Whether you’ve already used travertine pavers in your landscaping or you’re thinking about using them in an upcoming project, knowing how to properly maintain them is key to ensuring they look their best for years to come.

Whilst this stone is durable enough to resist damage from the elements in most cases (including rain, snow, ice and wind), some maintenance is still required. Here are some of our best (and simplest) maintenance and care tips:

Be careful with heavy outdoor furniture

Keep in mind that furniture made from heavy plastics, timber or metal can crack or chip the pavers if they’re dropped onto them or otherwise used roughly. When arranging outdoor furnishings, be sure to move them carefully and deliberately to avoid damage. We would hate for your table or barbeque to be the cause for irreparable damage to your brand new patio or entertaining area.

Keep grass and weeds in check

Nothing ruins the appeal of your new travertine patio faster than grass and weeds beginning to poke through the cracks. Keep an eye on sections that are close to your lawn and garden beds, as early intervention is best. Ideally, you should use a whipper snipper or lawn edger to ensure that your grass is kept separate from your patio. Pull out any random growths when you notice them, ensuring that you get the root if possible.

Seal against the elements

Although travertine is naturally resistant to water, it does require some extra protection when used outdoors – particularly around salt water pools. The use of a sealant can also help to shield the stone against damage caused by ice from repeatedly freezing and sealing during the winter. Whilst it is possible to apply a sealant yourself, this is often a job best left to the professionals as the process tends to be pretty involved.

Removal of common stains

With the correct cleaning product, you should be able to remove most common stains from your travertine pavers with ease. The first step, and often the most challenging, to removing a stain is identifying what it is. Once you know what you’re dealing with, you’ll be able to determine the best cleaning method.

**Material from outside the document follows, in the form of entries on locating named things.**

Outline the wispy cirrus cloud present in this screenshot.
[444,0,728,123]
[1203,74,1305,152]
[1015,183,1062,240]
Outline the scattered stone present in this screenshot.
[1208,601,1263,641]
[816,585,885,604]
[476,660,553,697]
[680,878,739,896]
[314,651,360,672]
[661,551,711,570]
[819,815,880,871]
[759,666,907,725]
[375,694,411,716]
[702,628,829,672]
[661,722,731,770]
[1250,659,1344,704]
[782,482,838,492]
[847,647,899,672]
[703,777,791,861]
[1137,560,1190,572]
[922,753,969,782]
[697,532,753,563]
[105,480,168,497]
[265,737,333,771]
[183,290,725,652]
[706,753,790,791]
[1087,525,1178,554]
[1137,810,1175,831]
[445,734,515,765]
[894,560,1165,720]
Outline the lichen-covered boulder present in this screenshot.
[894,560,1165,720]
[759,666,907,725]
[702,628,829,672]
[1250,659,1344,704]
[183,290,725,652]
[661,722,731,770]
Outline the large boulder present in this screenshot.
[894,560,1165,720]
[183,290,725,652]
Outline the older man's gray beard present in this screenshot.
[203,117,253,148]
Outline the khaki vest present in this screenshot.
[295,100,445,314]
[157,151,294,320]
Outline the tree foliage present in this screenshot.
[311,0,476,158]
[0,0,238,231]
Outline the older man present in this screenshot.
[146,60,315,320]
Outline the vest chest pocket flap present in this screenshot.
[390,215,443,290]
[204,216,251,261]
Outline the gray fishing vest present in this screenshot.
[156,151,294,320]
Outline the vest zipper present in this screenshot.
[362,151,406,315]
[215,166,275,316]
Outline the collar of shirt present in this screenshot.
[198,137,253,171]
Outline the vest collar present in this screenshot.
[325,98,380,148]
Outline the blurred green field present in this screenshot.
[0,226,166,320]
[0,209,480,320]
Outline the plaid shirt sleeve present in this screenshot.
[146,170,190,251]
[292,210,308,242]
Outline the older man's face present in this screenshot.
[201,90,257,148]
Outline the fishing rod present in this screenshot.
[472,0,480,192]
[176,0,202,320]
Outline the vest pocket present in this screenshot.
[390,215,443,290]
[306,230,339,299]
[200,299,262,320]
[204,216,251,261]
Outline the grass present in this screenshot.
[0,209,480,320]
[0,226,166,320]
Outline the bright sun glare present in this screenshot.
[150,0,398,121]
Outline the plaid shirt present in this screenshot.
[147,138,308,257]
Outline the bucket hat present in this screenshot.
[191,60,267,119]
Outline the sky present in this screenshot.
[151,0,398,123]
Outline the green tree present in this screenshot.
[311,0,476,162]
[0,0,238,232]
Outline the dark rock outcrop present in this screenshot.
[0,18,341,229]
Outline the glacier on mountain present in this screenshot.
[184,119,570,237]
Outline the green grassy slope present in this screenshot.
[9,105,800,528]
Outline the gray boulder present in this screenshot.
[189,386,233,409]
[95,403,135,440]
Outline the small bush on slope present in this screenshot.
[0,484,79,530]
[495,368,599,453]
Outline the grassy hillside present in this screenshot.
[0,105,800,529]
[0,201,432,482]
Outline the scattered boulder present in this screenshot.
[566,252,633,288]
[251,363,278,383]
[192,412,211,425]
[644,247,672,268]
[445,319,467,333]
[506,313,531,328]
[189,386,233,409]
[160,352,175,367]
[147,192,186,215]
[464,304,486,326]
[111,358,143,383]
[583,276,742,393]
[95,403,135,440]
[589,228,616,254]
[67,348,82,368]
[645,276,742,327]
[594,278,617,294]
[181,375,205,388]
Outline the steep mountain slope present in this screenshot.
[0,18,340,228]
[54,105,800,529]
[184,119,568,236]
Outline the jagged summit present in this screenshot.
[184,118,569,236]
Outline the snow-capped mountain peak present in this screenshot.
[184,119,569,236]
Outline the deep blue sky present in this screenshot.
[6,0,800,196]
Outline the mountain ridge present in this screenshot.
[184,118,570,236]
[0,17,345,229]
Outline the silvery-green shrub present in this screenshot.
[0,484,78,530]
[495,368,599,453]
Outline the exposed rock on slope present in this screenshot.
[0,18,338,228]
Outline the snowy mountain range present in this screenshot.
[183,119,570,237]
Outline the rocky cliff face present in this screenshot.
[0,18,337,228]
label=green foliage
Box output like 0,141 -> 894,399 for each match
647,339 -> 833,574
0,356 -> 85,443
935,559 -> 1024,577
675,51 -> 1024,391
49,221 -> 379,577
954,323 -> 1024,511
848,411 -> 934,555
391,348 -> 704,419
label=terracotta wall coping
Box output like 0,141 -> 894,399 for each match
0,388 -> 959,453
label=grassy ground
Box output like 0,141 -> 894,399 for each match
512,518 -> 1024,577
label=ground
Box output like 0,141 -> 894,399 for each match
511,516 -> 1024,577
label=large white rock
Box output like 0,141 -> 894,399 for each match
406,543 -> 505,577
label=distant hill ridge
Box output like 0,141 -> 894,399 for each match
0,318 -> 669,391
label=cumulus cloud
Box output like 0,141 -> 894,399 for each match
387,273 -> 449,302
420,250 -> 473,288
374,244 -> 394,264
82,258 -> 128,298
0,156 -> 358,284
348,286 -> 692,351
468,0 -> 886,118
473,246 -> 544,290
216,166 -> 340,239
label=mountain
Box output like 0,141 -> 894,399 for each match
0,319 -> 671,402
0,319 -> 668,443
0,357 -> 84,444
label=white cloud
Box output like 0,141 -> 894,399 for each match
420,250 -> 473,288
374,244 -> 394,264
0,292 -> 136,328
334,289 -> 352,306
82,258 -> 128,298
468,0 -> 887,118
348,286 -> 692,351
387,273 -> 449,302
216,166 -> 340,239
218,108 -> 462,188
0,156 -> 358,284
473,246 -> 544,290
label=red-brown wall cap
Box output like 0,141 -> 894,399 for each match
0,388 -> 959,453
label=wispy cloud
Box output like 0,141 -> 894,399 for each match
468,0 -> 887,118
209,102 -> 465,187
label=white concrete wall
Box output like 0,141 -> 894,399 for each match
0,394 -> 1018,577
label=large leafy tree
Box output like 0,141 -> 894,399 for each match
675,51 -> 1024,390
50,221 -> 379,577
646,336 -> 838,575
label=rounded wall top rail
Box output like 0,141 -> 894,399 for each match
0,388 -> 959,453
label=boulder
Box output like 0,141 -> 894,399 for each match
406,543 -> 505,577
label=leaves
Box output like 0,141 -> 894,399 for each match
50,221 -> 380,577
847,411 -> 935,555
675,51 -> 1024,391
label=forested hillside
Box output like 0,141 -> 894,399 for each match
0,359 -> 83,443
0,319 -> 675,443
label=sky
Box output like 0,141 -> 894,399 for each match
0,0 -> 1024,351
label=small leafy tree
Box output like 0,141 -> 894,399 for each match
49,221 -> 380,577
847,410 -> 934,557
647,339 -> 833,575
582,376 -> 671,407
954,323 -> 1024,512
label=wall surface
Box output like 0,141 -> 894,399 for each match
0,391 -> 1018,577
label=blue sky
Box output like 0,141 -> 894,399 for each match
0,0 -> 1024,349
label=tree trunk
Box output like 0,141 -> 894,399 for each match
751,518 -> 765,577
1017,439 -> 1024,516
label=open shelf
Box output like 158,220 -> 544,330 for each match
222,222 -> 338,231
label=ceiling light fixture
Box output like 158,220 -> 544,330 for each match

  • Fire and Smoke Damage – typically found on travertine that is part of a fireplace or nearby to a fire pit. These types of stains can most easily be removed using a commercially formulated smoke removal product. It’s best to do this often so that smoke damage doesn’t build up on top of each other.
  • Oil – caused by grease, cooking oil, tar and basically any other substance that contains oil. These types of stains will typically darken the stone. Begin by wiping away any excess staining agent, then gently clean using a soft liquid cleanser and a wet cloth. A specialised cleaner or homemade poultice will also suffice.
  • Organic – caused by leaves, bird droppings, bark, urine and any food that may have been spilled on the pavers. These types of stains are typically pinkish-brown in colour and often disappear once the source has been removed because the sun and rain have a natural bleaching effect.
  • Paint – if there is only a couple of splatters or a small spill, it can be scraped off using a razor blade or removed using a lacquer thinner. If the spill covers a much larger area, on the other hand, a commercially formulated liquid paint stripper will be required. Please seek professional advice in this case.
  • Water Spots and Rings – caused by the surface accumulation of hard water. These stains can be removed by buffing the affected area using the finest steel wool available (#0000). If you live in an area with hard water, keep this in mind when cleaning or using a pressure washer.

General care and maintenance

To minimise scratches and wear, we recommend regular sweeping or dusting. You can also clean travertine pavers using warm water and a sponge, mop or non-abrasive cloth. Do this at least once a year. If you’ve fallen a bit behind on your maintenance schedule, you can use a pressure washer to remove caked on dirt and grime. Do not use general purpose cleaners, scouring powders and creams, products that contain acids (like lemon), ammonia or bleach.